HMA v PIERCE THOMAS HENDRY& DANIEL KELLY

At the High Court in Aberdeen Lord Doherty sentenced Pierce Hendry to an extended sentence of 7 years, the custodial term being 4 years and the extension period being 3 years. Daniel Kelly was sentenced to 3 years 4 months detention. Both pled guilty to assault and robbery on 21 February 2013 at a licensed grocers in Glasgow and to assault and with intent to rob on the same date at another shop in Glasgow.

 On sentencing Lord Doherty made the following statement in court

“You have both pled guilty to serious charges. The first offence you committed involved assaulting a shopkeeper, presenting a machete and knife at him, threatening him with violence, and demanding money from him, all with intent to rob him. The machete had a blade about 6 inches long. The shopkeeper activated a panic alarm. He had to shield himself with a chair from you. You fled the shop. Having failed to get money from those premises you committed a similar attack minutes later at a nearby shop. In addition to the shopkeeper there were two female customers present. You presented the machete at the shopkeeper, threatened him with violence, robbed him of a quantity of alcohol and attempted to rob him of a quantity of money. The shopkeeper pressed the panic alarm and picked up a stick to defend himself. You were forced backwards and fled the store.

Mr Hendry, you were aged 18 at the time of these offences. You have several previous convictions including a conviction on 20 September 2011 for assault and robbery using a knife for which you were sentenced to detention for 21 months. You were on licence for that offence at the time the current offences were committed. The unexpired portion is 141 days. In ordinary course I would have made an order for your return to prison to serve that unexpired portion. However, the total period for which you have been on remand in respect of the current offences is 57 days. Rather than pronounce a  s.16 order for return I shall not backdate the sentence I am about to pronounce.

I have regard to all that has been said on your behalf. I take account of your young age and difficulties that you have faced in life. I give you full credit for pleading guilty to these offences at an early stage. I am satisfied, given the circumstances of the offences and your record, that if I did not pass an extended sentence in your case the period for which you would be subject to a licence following your release from prison would not be sufficient for protecting the public from serious harm from you. Had you not pled guilty when you did the cumulo sentence which I would have imposed for charges one and two would have been an extended sentence of 9 years detention (made up of a 6 year custodial term and a 3 year extension period). Six months of the custodial term would have been in respect of bail aggravations. In view of your plea of guilty the sentence which I pass is an extended sentence of 7 years detention (made up of a 4 year custodial term and a 3 year extension period). That sentence shall run from today’s date. 

Mr Kelly, you were 17 at the time the offences were committed. Your record includes a previous conviction on 11 May 2010 for assault with intent to rob involving a knife. You received 7 months detention for that offence. You have previous convictions for breach of bail conditions. I have regard to all that has been said on your behalf. I take account of your young age and the difficulties that you have faced in life.
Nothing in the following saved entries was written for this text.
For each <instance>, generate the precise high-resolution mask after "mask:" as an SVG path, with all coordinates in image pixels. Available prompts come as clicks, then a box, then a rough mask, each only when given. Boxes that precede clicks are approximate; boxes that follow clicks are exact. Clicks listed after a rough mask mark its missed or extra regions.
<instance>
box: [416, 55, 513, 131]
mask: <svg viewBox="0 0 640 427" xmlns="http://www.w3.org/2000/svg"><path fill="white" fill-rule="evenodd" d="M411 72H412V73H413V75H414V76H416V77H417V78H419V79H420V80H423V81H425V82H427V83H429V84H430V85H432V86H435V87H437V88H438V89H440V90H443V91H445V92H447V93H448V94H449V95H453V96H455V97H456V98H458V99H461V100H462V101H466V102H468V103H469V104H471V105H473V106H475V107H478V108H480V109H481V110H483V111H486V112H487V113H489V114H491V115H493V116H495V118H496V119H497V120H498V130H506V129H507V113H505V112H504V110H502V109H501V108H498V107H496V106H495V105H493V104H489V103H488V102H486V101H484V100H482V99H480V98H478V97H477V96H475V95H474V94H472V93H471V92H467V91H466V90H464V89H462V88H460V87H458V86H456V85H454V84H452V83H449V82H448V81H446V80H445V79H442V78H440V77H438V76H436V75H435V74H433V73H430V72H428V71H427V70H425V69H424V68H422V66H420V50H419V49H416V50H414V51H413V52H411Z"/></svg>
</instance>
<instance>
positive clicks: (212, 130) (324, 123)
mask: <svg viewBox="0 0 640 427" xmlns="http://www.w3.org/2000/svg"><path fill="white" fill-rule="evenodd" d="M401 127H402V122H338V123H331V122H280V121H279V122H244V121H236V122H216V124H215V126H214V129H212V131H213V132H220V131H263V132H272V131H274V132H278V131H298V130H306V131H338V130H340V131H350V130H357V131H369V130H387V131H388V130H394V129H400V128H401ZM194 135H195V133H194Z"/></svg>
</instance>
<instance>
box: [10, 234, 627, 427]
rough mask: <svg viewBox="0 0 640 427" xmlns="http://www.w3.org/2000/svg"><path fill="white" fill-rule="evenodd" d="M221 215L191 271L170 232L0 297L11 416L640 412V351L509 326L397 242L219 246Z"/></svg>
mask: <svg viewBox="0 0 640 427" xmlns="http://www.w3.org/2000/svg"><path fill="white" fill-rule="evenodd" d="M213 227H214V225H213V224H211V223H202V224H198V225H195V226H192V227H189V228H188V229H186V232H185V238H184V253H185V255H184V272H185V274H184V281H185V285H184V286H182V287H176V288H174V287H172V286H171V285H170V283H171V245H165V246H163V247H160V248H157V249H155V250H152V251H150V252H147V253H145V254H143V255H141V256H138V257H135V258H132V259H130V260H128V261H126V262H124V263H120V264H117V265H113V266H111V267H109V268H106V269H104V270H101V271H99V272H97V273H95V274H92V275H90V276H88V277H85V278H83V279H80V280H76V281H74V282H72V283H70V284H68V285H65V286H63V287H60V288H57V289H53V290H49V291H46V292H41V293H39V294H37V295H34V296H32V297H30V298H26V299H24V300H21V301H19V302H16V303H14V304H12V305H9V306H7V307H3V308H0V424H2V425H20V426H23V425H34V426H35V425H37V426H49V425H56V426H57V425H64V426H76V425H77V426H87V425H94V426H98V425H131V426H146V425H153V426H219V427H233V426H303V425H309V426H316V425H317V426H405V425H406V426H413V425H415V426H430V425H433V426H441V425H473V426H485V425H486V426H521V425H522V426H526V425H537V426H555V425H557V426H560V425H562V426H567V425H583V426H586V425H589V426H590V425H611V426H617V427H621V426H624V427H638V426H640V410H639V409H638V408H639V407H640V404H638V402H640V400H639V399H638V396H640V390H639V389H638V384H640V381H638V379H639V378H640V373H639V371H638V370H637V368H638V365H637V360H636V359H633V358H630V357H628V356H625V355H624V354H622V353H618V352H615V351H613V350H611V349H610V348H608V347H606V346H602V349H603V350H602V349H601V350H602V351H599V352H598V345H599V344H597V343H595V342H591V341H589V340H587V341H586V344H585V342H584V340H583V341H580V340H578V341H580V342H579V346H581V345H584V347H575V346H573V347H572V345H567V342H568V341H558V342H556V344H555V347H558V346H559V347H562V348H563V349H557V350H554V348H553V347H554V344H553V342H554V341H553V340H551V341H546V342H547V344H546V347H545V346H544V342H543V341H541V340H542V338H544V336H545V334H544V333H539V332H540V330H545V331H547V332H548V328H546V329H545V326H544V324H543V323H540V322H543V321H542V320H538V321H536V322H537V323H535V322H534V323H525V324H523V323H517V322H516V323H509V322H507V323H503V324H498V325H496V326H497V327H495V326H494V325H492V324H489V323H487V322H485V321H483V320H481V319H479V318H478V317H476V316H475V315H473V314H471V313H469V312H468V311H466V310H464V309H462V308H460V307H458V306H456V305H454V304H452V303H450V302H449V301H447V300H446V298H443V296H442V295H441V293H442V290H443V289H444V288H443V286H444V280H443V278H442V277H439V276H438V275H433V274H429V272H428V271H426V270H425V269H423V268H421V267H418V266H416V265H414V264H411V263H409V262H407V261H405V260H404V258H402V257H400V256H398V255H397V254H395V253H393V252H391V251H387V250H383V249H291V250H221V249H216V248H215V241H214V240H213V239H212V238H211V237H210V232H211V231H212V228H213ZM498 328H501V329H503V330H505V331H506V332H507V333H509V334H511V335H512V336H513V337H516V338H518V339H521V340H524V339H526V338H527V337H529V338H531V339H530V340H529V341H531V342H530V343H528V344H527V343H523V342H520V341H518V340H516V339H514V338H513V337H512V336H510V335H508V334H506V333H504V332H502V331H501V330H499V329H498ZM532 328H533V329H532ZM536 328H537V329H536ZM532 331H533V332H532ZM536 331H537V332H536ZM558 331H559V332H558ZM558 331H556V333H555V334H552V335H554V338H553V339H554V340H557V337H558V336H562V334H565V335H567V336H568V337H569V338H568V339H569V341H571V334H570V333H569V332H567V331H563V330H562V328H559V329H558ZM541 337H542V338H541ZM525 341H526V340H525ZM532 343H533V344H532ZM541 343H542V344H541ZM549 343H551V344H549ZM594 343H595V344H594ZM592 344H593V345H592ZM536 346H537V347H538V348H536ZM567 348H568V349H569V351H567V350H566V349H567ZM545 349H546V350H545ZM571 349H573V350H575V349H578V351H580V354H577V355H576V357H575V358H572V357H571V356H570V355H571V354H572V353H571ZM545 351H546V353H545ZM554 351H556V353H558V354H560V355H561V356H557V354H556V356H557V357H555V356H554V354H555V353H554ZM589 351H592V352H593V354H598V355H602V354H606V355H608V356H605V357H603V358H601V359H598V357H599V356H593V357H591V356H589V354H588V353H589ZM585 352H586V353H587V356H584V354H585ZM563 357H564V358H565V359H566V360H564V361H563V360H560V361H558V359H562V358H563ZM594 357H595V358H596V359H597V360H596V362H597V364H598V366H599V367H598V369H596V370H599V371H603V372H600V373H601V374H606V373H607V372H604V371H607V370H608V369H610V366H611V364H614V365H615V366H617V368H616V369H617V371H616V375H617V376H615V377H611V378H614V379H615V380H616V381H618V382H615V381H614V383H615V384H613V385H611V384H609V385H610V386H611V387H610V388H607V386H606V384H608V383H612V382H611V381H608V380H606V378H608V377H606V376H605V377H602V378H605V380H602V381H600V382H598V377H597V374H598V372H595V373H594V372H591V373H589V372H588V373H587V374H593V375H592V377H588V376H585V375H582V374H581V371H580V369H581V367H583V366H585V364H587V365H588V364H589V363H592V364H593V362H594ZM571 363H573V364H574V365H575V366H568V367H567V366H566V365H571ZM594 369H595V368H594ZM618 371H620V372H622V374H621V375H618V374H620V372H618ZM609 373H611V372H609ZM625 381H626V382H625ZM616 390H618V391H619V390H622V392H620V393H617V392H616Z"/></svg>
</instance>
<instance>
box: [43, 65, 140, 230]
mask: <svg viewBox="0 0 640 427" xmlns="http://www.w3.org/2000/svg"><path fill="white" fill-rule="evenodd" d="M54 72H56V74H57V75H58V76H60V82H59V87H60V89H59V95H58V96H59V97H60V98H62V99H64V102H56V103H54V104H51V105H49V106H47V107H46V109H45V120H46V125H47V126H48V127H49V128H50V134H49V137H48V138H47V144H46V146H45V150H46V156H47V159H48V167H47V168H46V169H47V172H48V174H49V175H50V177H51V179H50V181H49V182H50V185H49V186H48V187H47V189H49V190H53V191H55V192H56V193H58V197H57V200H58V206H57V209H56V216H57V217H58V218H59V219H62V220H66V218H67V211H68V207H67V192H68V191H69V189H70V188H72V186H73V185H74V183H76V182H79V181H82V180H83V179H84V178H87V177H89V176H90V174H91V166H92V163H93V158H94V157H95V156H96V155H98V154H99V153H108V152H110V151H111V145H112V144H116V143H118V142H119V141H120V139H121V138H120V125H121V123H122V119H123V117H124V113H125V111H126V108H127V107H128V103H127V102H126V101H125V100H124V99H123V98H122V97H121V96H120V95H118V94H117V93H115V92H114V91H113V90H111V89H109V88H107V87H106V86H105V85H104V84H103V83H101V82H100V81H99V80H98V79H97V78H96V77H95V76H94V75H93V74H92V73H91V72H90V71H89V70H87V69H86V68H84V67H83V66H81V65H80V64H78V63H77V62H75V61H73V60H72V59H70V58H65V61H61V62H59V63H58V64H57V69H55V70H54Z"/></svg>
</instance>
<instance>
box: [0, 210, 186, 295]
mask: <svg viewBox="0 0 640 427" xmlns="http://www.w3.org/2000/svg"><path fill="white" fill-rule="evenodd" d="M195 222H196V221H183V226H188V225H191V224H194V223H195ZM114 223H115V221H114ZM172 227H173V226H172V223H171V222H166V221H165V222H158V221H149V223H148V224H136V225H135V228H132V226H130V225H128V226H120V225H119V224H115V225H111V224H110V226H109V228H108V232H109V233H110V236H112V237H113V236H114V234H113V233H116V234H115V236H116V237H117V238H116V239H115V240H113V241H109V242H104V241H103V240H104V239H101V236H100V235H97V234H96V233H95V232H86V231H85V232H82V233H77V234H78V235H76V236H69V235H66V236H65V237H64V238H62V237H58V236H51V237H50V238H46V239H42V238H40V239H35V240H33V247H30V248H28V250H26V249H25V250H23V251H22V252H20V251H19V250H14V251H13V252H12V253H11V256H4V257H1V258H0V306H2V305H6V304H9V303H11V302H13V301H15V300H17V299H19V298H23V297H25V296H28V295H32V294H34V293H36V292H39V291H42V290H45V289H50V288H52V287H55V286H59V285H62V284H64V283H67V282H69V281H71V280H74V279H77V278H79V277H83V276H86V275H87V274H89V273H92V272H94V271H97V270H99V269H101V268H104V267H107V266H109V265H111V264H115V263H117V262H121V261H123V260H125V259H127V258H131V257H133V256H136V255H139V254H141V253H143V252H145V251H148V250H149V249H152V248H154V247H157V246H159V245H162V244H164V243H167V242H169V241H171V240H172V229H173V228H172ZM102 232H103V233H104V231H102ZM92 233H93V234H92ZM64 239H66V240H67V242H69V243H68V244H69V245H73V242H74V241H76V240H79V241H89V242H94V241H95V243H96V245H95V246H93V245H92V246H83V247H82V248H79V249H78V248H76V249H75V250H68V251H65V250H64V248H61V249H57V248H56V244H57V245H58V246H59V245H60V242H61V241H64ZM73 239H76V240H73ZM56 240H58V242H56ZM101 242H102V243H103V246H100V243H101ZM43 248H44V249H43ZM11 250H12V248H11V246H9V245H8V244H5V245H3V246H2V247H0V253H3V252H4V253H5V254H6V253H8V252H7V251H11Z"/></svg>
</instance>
I give you full credit for pleading guilty to these offences at an early stage. I take account of the period of 45 days which you spent on remand for these offences prior to 23 August 2013. I am satisfied, given the circumstances of the offences and your record, that if I did not pass an extended sentence or make a supervised release order in your case the period for which you would be subject to a licence following your release from prison would not be sufficient for protecting the public from serious harm from you. Had you not pled guilty when you did the cumulo sentence which I would have imposed for charges 1 and 2 would have been an extended sentence of 6 years detention, 4 months of that being attributable to the bail aggravations, the custodial part of that sentence being 5 years and the extension period being 1 year. In view of your plea the sentence I propose to pass on charges 1 and 2 is a cumulo sentence of 3 years 4 months detention together with a supervised release order requiring you to be subject to the supervision of a relevant officer of a local authority and comply with such requirements as he may impose for a period of 12 months following your release. As you have indicated that you are prepared to comply with such requirements that is the sentence which I impose on charges 1 and 2. That sentence will be backdated to 23 August 2013.

You have also pled guilty to charge 3, a contravention of s. 27(1)(b) of the Criminal Procedure (Scotland) Act 1995. You committed that offence while on bail. You have previous analagous convictions. Had it not been for your plea of guilty I would have sentenced you to 6 months detention in respect of that offence, with 2 months being attributed to the bail aggravation. In view of your plea the sentence I impose for that charge is 4 months detention. That sentence will be consecutive to the sentence pronounced in respect of charges 1 and 2.”